The Spartan hoplite enjoys unquestioned currency as history’s greatest fighting man. The last stand at Thermopylae made the Spartans legends in their own time, famous for their ability to endure hardship, control their emotions, and to never surrender - even in the face of impossible odds, even when it meant certain death. Was this reputation earned? Or was it simply the success of a propaganda machine that began turning at Thermopylae in 480 BC?

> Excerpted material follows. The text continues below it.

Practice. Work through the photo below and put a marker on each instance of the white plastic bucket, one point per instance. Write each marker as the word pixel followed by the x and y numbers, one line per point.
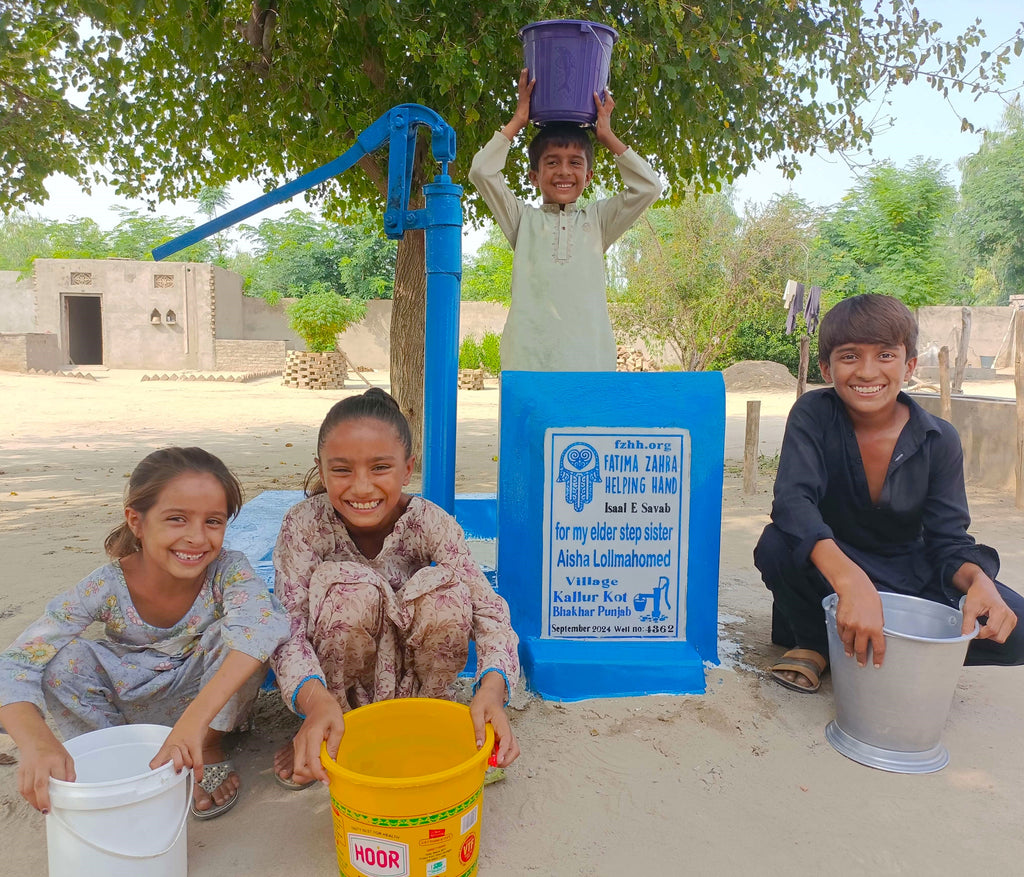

Covering Sparta’s full classical history from the polis’ (city-state) foundation to its final subsumption by Rome in the first century BC, this book examines the myth of Spartan warrior supremacy, painting a very different picture of Spartan warfare – punctuated by frequent and heavy losses. We also discover a society dedicated to militarism not in service to Greek unity or to the Spartan state itself, but as a desperate measure intended to keep its massive population of helots (a near-slave underclass) in line. What successes there were, such as in the Peloponnesian Wars, gave Sparta only a brief period of hegemony over Greece. Today, there is no greater testament to this than the relative position of modern Sparta and its famous rival Athens.
The Bronze Lie explores the Spartans' arms and armor, tactics and strategy, the personalities of commanders and the common soldiery alike. It looks at the major battles, with a special focus on previously under-publicized Spartan reverses that have been left largely unexamined. The result is a refreshingly honest and accurate account of Spartan warfare.